Menschenrechtler besorgt über Schicksal von junger Frau aus Saudi-Arabien

Das Schicksal einer jungen Frau aus Saudi-Arabien sorgt bei Menschenrechtlern für Beunruhigung: Die 24-Jährige habe versucht, vor einer Zwangsheirat zu fliehen, sei aber gegen ihren Willen zurück in ihre Heimat gebracht worden, teilte Human Rights Watch mit

Das Schicksal einer jungen Frau aus Saudi-Arabien sorgt bei Menschenrechtlern für Beunruhigung: Die 24-jährige Dina Ali Laslum habe versucht, vor einer Zwangsheirat nach Australien zu fliehen, sei aber beim Umsteigen in den Philippinen aufgehalten und gegen ihren Willen zurück in ihre Heimat gebracht worden, teilte die Menschenrechtsorganisation Human Rights Watch (HRW) am Freitag mit.

Eine Augenzeugin aus Kanada sagte HRW, Laslum habe sie auf dem Flughafen von Manila angesprochen und gesagt, Mitarbeiter des Airports hätten ihren Pass und ihre Bordkarte für einen Flug nach Sydney beschlagnahmt. Die Kanadierin half der jungen Frau laut HRW, Videos für soziale Netzwerke über ihr Schicksal aufzunehmen. In einem sagte sie demnach: "Wenn meine Familie kommt, werden sie mich töten."

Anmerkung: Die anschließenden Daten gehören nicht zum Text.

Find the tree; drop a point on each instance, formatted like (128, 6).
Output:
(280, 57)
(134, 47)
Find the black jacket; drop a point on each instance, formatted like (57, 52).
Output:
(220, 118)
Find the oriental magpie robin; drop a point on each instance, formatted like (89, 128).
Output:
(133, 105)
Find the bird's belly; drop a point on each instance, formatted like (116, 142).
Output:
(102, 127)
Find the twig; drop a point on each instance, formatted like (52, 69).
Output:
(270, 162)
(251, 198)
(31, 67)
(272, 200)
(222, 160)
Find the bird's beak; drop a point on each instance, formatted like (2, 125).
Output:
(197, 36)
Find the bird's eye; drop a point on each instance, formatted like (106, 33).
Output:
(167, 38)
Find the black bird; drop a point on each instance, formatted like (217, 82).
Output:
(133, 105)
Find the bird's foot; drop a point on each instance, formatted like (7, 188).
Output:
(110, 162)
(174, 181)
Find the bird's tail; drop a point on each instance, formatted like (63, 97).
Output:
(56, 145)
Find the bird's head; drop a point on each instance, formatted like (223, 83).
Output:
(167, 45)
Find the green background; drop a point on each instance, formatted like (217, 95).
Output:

Arrangierte Ehen sind in Saudi-Arabien die Regel. Ein sogenanntes Vormundschaftssystem sieht vor, dass ein männliches Familienmitglied - normalerweise der Vater, Ehemann oder Bruder - einer Frau das Studium, das Reisen oder andere Aktivitäten erlaubt oder verwehrt.

"Laslums Aufenthaltsort ist momentan unbekannt", teilte HRW in Manila mit. Die kanadische Augenzeugin, die mehrere Stunden mit Laslum am Flughafen verbracht habe, berichtete demnach, dass zwei von Laslums Onkeln eingetroffen seien.

Ein Flughafenmitarbeiter sagte HRW, er habe die junge Frau bei dem Vorfall am Dienstag "schreien und um Hilfe rufen hören", bevor Sicherheitskräfte und Männer, die offenbar aus dem Nahen Osten stammten, sie "mit Klebeband über dem Mund, um die Füße und Hände" über den Flughafen getragen hätten.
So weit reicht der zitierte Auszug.